Prima l'Inghilterra, poi la Spagna, poi il binomio Inghilterra-Spagna e ora la Germania. L'Europa, di recente, ha avuto questi padroni. E l'Italia? Il ritardo culturale, ancor prima che sportivo, è palese e, negli ultimi anni, si è quasi acuito. I motivi? Tanti e vari, come sempre. Dagli stadi alla filosofia spesso cervellotica dei presidenti, passando per una scarsa gestione dei settori giovanili. Oltre al poco appeal di strutture e campionato, con sempre meno campioni e con mezzi di comunicazione sempre più tesi all'esaltazione della polemica più che del lato prettamente legato al gioco.
ilmessaggero.it
La questione, ovviamente, è complessa e ardua di decifrare. Senza essere ingenui e ipocriti, c'è da considerare anche la questione economica. I top club (Real, Barca, Chelsea, United, Bayern, City e oggi anche il Psg) hanno decine di milioni di euro da spendere in più rispetto ai nostri. Queste società sono storiche, non passeranno mai di moda e difficilmente crolleranno in termini di immagine e di ritorno economico. L'austerity sta bloccando lo sviuluppo del nostro calcio e, eticamente parlando, questo non è che sia per forza un male. Certo non ci permette di colmare il gap con gli altri paesi. Facendo però una considerazione: Premier e Bundesliga sono prodotti affascinanti, vendibili, con stadi sempre gremiti e un marketing di alto livello, ma sportivamente vincono sempre le stesse squadre (più o meno). Situazione ancor più esasperata in Spagna, dove Real e Barca fanno gola e fanno sempre notizia, ma dietro hanno il vuoto (guardatevi, per curiosità, le classifiche finali degli ultimi 5-6 anni e analizzate il distacco con la terza). Domanda: un campionato così è divertente? Non credo. In Italia probabilmente si è abbassato il tasso di spettacolarità, ma l'incertezza e le insidie che ci sono dietro ad ogni partita è reale. Vero che poi, anche a noi, lo scudetto va nel 90 per cento dei casi a una fra Juve, Milan o Inter, ma sicuramente le partite con risultati inaspettati sono molto maggiori in serie A che non negli altri campionati.
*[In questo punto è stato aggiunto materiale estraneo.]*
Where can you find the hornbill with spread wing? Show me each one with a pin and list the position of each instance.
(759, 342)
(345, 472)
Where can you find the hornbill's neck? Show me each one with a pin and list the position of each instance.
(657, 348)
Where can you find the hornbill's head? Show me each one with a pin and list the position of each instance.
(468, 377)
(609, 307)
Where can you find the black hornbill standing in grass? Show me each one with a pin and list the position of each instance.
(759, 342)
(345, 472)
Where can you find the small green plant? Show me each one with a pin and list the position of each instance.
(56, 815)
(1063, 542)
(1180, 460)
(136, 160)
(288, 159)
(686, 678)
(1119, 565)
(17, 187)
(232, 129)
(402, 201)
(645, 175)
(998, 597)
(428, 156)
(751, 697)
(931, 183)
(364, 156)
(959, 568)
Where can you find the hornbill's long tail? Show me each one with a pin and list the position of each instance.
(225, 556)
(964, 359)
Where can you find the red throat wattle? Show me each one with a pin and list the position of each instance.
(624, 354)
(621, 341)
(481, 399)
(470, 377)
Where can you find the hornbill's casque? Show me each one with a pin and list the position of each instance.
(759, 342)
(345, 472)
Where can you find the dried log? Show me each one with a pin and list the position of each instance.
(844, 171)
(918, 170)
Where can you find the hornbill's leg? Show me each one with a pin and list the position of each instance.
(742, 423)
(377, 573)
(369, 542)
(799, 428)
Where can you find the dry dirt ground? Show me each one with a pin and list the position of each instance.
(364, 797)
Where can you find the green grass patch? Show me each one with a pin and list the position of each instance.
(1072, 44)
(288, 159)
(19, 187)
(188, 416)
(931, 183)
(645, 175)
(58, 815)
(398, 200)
Da qui la mia impressione che il nostro limite sia veramente di natura culturale: in Italia siamo specialisti nel non saper valorizzare le cose che abbiamo, siamo ingarbugliati in problematiche burocratiche, ci pestiamo i pedi l'un l'altro e siamo anni luce indietro quanto a marketing, pubblicità e vendibilità del nostro prodotto. Le soluzioni sono sotto gli occhi di tutti, tutti ne parlano ma nessuno se ne occupa. La Juventus, in questo senso, ha provato a tracciare la strada e il ritorno sportivo è stato immediato. Ma anche i bianconeri hanno dimostrato di essere ancora indietro rispetto al G8 europeo. Dunque, che fare? La luce, la speranza ce l'ha data il Borussia Dortmund. I gialloneri hanno attraversato anni di buio e mestizia, poi hanno deciso di rifondare, valorizzando semisconosciuti per farli diventare campioni. Naturalmente serve anche un pizzico di fortuna e un "mago", è proprio il caso di dirlo, come Klopp per completare il quadro. Il Dortmund oggi vale 15 volte tanto rispetto a quello di 4-5 anni fa. E se gente come Gotze e Lewandowski ora si muove per 35-40 mln di euro il dato è piuttosto significativo. Morale: si può costruire in casa, ma con un lavoro che richiede pazienza, sinergie e investimenti. Ma il nostro problema principale è proprio la pazienza. Non ne hanno i presidenti, e ancor meno i tifosi. Siamo disposti tutti quanti a fare un passo in questa direzione per avere fra dieci anni un calcio migliore?